Measure what matters
“Research online, purchase offline” started as a trend on the desktop but now extends to mobile as well in these micro-moments. According to Keri Smith, director of mobility at iProspect, “What mobile has required us to do is redefine direct response. When it comes to measuring mobile, if we were to look at a 1:1 response or measurement of what our media budget is driving on our mobile site, we’re missing a big part of that picture.” For example, in the Philippines, 55 per cent of those who research on their mobiles end up buying the product by physically visiting the store. It’s therefore important to attribute value to all types of mobile conversions to measure the full value that mobile ads bring to your brand, including leading consumers to your store.
• Adidas recognised that potential customers often locate stores via their mobile phones, so it used location extensions in its search ads. The company looked at internal data to calculate the dollar value of every store locator click, revealing the incremental lift in return on investment, rather than simply measuring conversions from its e-commerce channel. Adidas calculated that store locator clicks generated an extra USD 1.58 million in revenue beyond direct mobile purchases.
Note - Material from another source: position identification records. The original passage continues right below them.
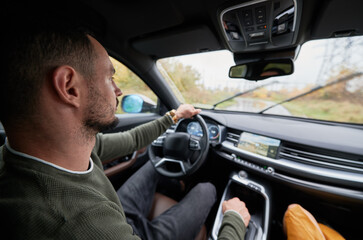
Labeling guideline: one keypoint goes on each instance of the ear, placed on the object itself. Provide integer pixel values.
(67, 84)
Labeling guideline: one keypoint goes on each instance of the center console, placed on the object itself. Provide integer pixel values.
(257, 200)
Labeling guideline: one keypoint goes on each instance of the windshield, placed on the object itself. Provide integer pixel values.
(327, 83)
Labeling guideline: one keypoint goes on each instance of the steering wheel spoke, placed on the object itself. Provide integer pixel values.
(159, 142)
(170, 154)
(194, 143)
• Domino’s Australia sensed that analysing revenue generated only from its mobile site was a narrow approach. The team began measuring two new conversion types that were important to the company: app downloads and store locator clicks. By using the existing revenue base from its mobile site and adding the revenue from app downloads and store locator clicks, Domino’s discovered that its revenue from mobile ads was actually 63 per cent higher than previously calculated.
As Google searches about location expand rapidly in Asia and as more people access the internet via mobile, there is a tremendous opportunity for brands to make sure that when consumers want to go, they are the destination of choice.